Je secoue la tête. Les caisses sont bien arrimées. Mais le Safeguard...

Une lueur bleutée filtre entre les planches, plus intense que je ne l'ai jamais vue.

— Capitaine !

La voix de Matéo tremble. Le halo s'intensifie, comme si les cristaux cherchaient à retrouver les fonds marins.

— Vise le phare nord, ordonné-je à Marco.

Je descends rapidement l'échelle, Thorn sur mes talons. La lumière est aveuglante maintenant, dansant sur les parois de la cale. Les cristaux brillent d'un éclat presque vivant, pulsant au rythme des pas de la jeune femme au-dessus. Je n'ai jamais vu ça. Le Safeguard ne réagit qu'aux Marins, et encore, uniquement aux plus doués d'entre eux. Mais si c'est la fille de Varian...

Sa mère se redresse dans son hamac, me lance un regard qui me cloue sur place. Je maintiens une distance prudente tandis que sa fille enfile les vêtements secs.

Quand nous remontons, l'air change soudainement. Le vent, qui nous fouettait le visage quelques instants plus tôt, disparait.

— Bienvenue à la maison, souffle Thorn.

Au loin, les falaises de Marisol émergent de la tempête, leurs pierres claires vibrant sous la lumière voilée. Le Safeguard qui protège les murs scintille faiblement.
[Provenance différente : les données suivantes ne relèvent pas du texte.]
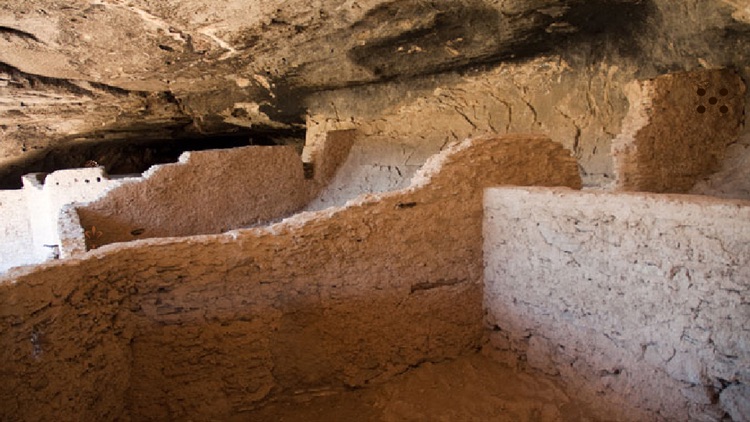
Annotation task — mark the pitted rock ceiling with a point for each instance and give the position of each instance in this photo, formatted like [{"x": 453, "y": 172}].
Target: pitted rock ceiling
[{"x": 78, "y": 73}]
Le bateau tangue une dernière fois sous l'assaut des vagues, et puis... plus rien. Le silence. Le vent qui hurlait à nos oreilles se tait brusquement. Les vagues, si violentes l'instant d'avant, s'aplatissent comme si elles n'avaient jamais existé.

Je me tourne vers nos passagères. La fille ne quitte pas les murs des yeux, fascinée par le Safeguard qui y pulse doucement. Sa mère est sortie de la cabine pour la première fois depuis des heures, son malaise de mer soudain oublié. Il y a quelque chose de différent dans sa posture - une vigilance qui n’était pas si marquée, avant. Ses yeux balaient le port, s'attardant sur chaque navire, chaque garde sur les remparts.

Le navire glisse dans le port intérieur, l'eau si calme qu'on pourrait presque oublier la tempête qui fait rage de l'autre côté. Un coup d’oeil aux visages usés de mes équipiers. Presque.

Varian est là, debout sur le quai. Mon mentor observe notre approche avec une intensité inhabituelle. À ses côtés, Helfsk, son uniforme plus sombre que le nôtre, presque noir dans la lumière grise du matin. Deux autres membres du Conseil les accompagnent.

— Mon père, murmure Thorn. Il ne s'attendait pas à des passagers.

Non, en effet. Le regard d'Helfsk s'attarde sur les femmes, et quelque chose traverse son visage. Impossible de savoir s'il est surpris ou contrarié. D'un geste du coude, je sors Thorn de sa contemplation.

— Tu parles, il ne s'attendait même pas à nous voir vivants.

La foule s'amasse déjà sur le quai, venue célébrer l'arrivée du Safeguard. Nous sommes rentrés, c'est tout ce qui compte. J'assène une tape joyeuse dans le dos de mon ami, mais c’est notre autre cargaison qui me préoccupe.